Now I like Elvis, who doesn’t?  But when Pepper suggested we go to see his concert in the late 70’s, I thought:

  • a.  We don’t have the money
  • b.  He’s way past his prime
  • c.  I grew up with Beatles, Stones, Fleetwood Mac – not Elvis

 I put forth my look of disapproval and he secured the tickets. 

The same scene repeated over a Billy Graham Crusade.  I thought:

  • a.  How much does it cost?
  • b.  We already gave our lives to Jesus
  • c.  If all those  people who come forward actually mean it, wouldn’t we have a much better world?

 And so we witnessed this phenomenon in the flesh and in the spirit at the Hampton Roads  Coliseum.

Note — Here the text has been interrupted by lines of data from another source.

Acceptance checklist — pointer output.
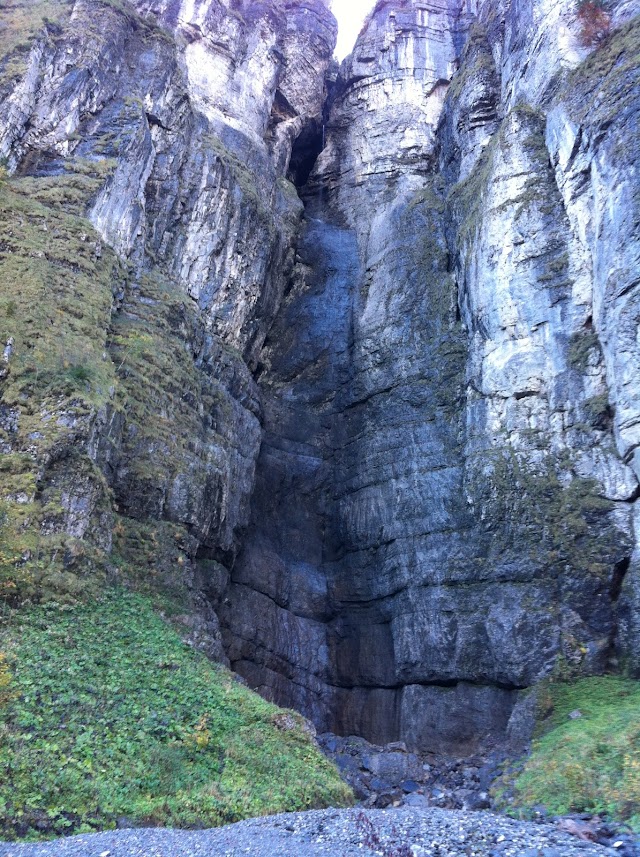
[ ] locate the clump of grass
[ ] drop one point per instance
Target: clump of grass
(113, 715)
(590, 763)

And just this past weekend, he comes up with, “Would you like to go see Loretta Lynn?”  The first thing out of my mouth was:

  • a. Is she still alive? 
  • b.  Country?
  • c.  We don’t have the money 

So I find myself in the new Cobb Energy Performing Arts Centre with some funny-looking people in hats and boots, all geared-up to see the Queen of Country.  And she cast her spell over all of us, appearing in a knock-off of the dress that good-witch Glenda wore in the Wizard of Oz. She walked a little slowly, due to some knee surgery and she had to sit down for most of the show.  The band would start a song and she would say, “I can’t sing that one anymore, never liked it anyway.” 

She mentioned more than once that Nashville committed a  great injustice by denying  Conway Twitty a music award and she would start songs that someone in the band had to take over because (as she kept reminding us ) she was losing her voice.  She told us that when she finished up in Atlanta, she was going to Woodstock and her band corrected her by saying Bonnaroo. ” Whatever.”

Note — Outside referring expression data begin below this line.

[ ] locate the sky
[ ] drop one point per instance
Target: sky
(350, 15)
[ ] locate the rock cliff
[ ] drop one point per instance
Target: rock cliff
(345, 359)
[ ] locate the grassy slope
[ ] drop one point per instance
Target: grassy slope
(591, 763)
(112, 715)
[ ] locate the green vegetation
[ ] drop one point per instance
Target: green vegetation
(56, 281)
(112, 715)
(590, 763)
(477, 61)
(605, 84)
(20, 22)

But I’m here to tell you that I believed that 79-year-old Grand lady when she told  me  “You Ain’t Woman enough to take my Man”, and I felt  her wrath when her husband  ignored her warning , “Don’t Come Home a drinkin’ with lovin’ on your Mind”  and I stood in awe with everyone else, country soul in tact, when she let us know how proud she is to be a “Coal Miner’s Daughter.